One thing I have noticed in debating theists, particularly christians, is how often one will tell you they are a "former atheist".

If even half the Christians who paint themselves as "former atheists" had ever actually been recorded as such, atheism, instead of being the fastest growing (in raw numbers) "denomination" in the US, would be by far the fastest shrinking.

At a rough guess, I would say enough christians claim to be former atheists than would overwhelm the number of atheists in the 2008 ARIS survey by a factor of well over five. In the 2001 ARIS survey, the proportion of atheists was - get this - 0.4%; 4 in a thousand. Yet easily several percent of christians seem to proclaim "former atheism"?

What gives? Were they closet atheists?

Even stranger, this group of "former atheists" presents their "former atheism" in a light I have NEVER heard from actual atheists.
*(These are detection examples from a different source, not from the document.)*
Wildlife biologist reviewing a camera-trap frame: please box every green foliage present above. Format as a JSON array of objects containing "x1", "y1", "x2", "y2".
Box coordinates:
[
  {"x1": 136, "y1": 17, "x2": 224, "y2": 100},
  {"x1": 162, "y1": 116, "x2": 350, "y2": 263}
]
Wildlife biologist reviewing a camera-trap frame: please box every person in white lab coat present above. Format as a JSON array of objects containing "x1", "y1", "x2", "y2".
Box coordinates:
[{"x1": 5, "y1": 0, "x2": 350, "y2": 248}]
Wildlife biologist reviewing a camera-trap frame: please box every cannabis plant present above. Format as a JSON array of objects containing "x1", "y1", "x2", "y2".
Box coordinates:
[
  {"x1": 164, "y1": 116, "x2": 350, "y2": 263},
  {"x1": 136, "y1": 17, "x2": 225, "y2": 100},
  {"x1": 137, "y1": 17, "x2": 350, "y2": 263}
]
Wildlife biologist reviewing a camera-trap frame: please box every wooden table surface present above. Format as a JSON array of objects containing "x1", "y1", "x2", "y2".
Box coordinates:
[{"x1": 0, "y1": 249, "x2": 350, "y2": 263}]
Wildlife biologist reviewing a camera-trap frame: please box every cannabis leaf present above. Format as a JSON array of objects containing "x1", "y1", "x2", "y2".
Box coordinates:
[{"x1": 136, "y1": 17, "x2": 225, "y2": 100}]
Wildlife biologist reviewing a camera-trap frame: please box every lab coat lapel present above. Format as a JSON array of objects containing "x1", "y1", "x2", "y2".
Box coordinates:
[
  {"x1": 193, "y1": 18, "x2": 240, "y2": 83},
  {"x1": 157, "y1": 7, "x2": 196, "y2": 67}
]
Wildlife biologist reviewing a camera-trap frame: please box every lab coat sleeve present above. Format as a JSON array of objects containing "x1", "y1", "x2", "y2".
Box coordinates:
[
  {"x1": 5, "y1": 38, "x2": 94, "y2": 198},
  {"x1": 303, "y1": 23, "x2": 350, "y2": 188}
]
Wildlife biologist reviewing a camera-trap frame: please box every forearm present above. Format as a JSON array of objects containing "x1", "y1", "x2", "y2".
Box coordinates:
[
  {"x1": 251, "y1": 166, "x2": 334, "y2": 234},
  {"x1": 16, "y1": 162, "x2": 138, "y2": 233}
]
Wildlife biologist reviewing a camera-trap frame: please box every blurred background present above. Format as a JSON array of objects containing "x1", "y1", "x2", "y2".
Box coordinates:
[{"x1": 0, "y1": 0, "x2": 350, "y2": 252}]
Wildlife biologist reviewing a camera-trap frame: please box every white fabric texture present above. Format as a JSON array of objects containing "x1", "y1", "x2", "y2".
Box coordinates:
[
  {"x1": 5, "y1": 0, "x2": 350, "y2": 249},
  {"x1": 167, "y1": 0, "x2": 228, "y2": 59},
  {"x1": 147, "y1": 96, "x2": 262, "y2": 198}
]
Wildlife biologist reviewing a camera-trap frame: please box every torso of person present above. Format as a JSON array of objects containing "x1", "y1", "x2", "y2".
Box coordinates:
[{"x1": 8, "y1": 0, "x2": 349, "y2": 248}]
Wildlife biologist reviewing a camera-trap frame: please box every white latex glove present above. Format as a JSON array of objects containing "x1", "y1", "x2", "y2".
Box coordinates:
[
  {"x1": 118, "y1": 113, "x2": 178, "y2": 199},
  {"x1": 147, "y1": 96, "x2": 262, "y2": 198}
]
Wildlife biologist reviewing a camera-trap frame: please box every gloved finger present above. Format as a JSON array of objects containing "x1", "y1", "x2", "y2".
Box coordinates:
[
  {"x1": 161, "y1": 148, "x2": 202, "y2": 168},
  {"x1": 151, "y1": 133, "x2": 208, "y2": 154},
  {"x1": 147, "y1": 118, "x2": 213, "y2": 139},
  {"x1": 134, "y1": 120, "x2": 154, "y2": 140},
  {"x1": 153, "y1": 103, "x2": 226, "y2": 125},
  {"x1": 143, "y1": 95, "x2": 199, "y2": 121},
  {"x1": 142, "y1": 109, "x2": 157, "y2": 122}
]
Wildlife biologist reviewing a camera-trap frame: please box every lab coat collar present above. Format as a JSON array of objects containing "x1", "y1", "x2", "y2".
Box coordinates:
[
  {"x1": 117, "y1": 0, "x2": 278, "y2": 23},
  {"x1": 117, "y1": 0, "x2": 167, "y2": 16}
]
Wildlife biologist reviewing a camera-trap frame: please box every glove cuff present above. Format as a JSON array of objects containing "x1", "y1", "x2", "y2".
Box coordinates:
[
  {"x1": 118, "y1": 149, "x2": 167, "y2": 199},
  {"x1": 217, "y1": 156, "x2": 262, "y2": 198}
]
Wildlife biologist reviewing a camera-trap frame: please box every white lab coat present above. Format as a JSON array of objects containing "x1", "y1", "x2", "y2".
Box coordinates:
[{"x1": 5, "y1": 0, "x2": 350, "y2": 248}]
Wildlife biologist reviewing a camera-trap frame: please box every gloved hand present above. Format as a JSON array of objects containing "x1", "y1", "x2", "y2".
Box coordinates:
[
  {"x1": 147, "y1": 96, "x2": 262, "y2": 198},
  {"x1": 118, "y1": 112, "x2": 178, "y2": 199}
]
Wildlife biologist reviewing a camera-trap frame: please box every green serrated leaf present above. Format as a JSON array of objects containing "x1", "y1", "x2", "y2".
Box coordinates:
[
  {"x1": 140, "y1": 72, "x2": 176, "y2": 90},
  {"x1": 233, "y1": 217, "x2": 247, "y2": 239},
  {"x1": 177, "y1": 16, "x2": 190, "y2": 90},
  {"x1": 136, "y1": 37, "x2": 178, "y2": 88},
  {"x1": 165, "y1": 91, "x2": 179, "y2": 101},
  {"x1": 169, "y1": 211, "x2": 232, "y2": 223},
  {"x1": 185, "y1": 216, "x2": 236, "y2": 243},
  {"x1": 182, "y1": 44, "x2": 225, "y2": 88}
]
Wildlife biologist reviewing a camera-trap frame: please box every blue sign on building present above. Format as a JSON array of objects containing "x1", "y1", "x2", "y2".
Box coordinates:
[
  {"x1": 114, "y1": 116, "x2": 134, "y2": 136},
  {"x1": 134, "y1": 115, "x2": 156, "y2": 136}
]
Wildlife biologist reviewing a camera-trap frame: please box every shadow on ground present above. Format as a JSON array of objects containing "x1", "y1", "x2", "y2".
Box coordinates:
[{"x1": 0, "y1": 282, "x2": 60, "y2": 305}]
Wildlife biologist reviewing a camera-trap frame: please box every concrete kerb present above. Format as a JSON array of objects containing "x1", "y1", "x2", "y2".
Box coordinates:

They were, apparently, every kind of terrible thing that the less enlightened of the rabid rightwing fundies try to paint us as... and they are conveniently held up as experts on everything from science (especially evolution) to atheism to separation of church and state.

Now there are actually a few former atheists of now various theistic stripes whose former atheism was apparent to more than their later selves - so the phenomenon does occur.

But what about all these other ones that appear in debates, on message boards, on interviews, on youtube videos, as subjects of sermons, etc etc?

So where was this enormous group of thieving, drug-addicted, sexually deviant, but all-of-a-sudden-completely open to the message of christianity experts-on-every-subject hiding?

Why weren't they showing up in religious surveys?

Were they all hiding in one large (and presumably unbearably hip) basement?

Or, as seems much more likely, are they largely exaggerators-for-Jesus?

Wednesday, June 10, 2009

The Chaser and right-wing censorship

"The Chaser's War on Everything" is a satirical TV show in Australia. (The Chaser itself was a satirical newspaper - the nearest US equivalent I can think of would be The Onion). The Chaser's TV show (which is on ABC-TV - owned by the Australian Broadcasting Corporation, a public-owned broadcaster) has been through various incarnations, but relies mainly on satirical sketch comedy and various other bits.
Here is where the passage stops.